The license will allow podcasters to include music from over 10,000 artists to be included in their podcasts. They do this by granting both the writer and publisher permissions that is necessary. (Most songs have two sets of rights vested in them. The rights in creating or writing a song, as well as the actual performance).

"The royalty rate for the scheme will be the greater of 12 per cent of gross revenue or the minimum fee per track downloaded as part of the podcast: full-track 1.5p; half-track (less than 50 per cent by duration) 0.75p."

I take that to mean that if you charge £10 for your podcast you would have to pay £1.20 in royalties. Or if you had 20 full tracks in this podcast, it would be 30p (1.5p * 20). So in this instance the £1.20 still would apply. If it was free podcast you would have to pay 30p.
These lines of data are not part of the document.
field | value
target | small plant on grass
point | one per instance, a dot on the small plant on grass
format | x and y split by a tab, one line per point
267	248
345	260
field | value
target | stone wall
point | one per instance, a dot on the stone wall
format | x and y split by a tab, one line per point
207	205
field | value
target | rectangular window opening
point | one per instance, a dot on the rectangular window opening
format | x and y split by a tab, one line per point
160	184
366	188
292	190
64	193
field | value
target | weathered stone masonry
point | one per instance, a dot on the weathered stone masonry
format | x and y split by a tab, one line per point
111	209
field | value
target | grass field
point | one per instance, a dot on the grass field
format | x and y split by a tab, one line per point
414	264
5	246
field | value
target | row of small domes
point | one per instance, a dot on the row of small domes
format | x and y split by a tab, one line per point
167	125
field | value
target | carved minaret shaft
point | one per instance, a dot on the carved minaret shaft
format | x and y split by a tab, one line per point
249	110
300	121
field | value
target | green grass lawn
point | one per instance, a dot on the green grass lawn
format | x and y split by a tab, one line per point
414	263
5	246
If the fee you charge is small, say £1 then this amountum amount you would pay in royalties would be 12p. This an equivalent of 8 full tracks if your podcast is free.

Thus free podcasts will be hit by a very small licensing fee.
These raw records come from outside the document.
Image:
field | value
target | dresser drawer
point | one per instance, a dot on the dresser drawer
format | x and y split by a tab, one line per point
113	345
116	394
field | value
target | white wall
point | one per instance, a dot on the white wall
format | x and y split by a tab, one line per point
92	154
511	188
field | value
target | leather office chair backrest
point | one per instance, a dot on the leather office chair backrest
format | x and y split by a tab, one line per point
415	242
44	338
Under the scheme, where podcasters do not use digital rights management technology on their podcasts, they will have to comply with certain conditions.

They will be required to:

* obscure at least 10 seconds at the beginning and end of each individual track played in a podcast with speech or a station ID;
An annoyance since some music editing software would be required.
* deliver podcasts only in their entirety, not individual tracks or portions of a podcast;
Again, podcasters would stitchto stich the casts together using editing software.
* ensure that music constitutes no more than 80 per cent of the total length of any programme;
Verbal diarrhea encouraged then. Hopefully podcasters will ad this to the beginning or end of their sets.
* ensure that the podcast is at least 15 minutes in length; and
* take all reasonable steps to ensure that individual tracks within a podcast are not capable of being ripped and that metadata or other information or data transmitted or downloaded by the podcaster is not used to identify recordings for download from unauthorised databases or sites.
I presume that if the podcast is saved as one long audiofile all the individual tracks meta data will be lost anyway.

So not quite the free digital utopia. But a huge step in the right direction none the less. There are more general conditions.
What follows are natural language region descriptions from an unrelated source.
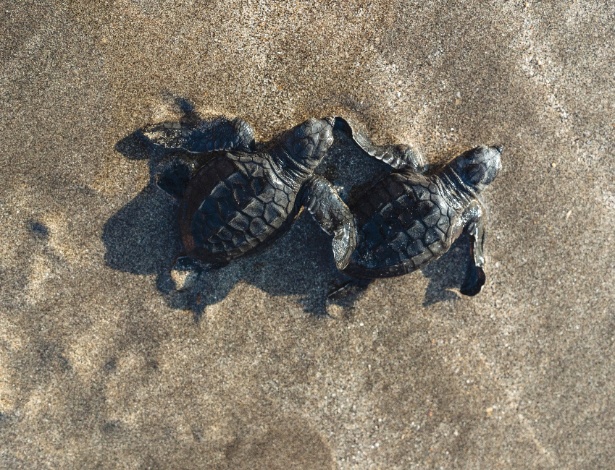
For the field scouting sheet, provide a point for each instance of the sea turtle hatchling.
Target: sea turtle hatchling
(238, 196)
(412, 216)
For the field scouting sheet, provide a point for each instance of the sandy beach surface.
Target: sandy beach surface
(101, 368)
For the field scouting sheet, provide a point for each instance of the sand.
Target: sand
(99, 368)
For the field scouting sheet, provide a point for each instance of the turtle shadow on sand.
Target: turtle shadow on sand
(143, 238)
All Podcasters will also be obliged not to:

* produce podcasts that contain recordings from a single artist or that have more than 30 per cent of the musical works written by the same composer or writing partnership;
* play any individual track more than once in any single programme;
* provide an electronic guide to the podcast which contains tracks played and corresponding times;
This is very annoying and stupid to boot, I can understand them wanting the time ommited - it makes it easy for pirates to find tracks and rip them; BUT track listings are very useful, especially if you want to search to buy a track or album. I cant remember the number of times I have listened to the BBC's Blue Room, copied and pasted the song info into Amazon and ordered an album.
* insert any flags or other markers in the podcast which may directly indicate or which may be used to indirectly infer the start and end point of tracks or segments of copyright content;
* incorporate repertoire works into advertising; or
* use the repertoire in such a way as may be taken to imply that any goods or services are endorsed, advertised or associated with the repertoire or any artist whose performance is contained on the repertoire or any other party who owns rights in connection with the repertoire.

Further cover is provided for podcasts that generate low levels of revenue and usage, by incorporating the medium into an update of its Limited Online Exploitation Licence (LOEL) - due to be launched in the second quarter of 2006. Royalty rates begin from £50 a quarter.

Apparently non-music podcasts (e.g. predominantly speech with very little music) will be licensed under a new on-demand scheme for non-music services which is being prepared for launch at the end of April 2006.

Lets hope there will also follow more sensible online download and streaming licenses for Film producers (especially documentary makers) that include copyrighted archive footage into their work.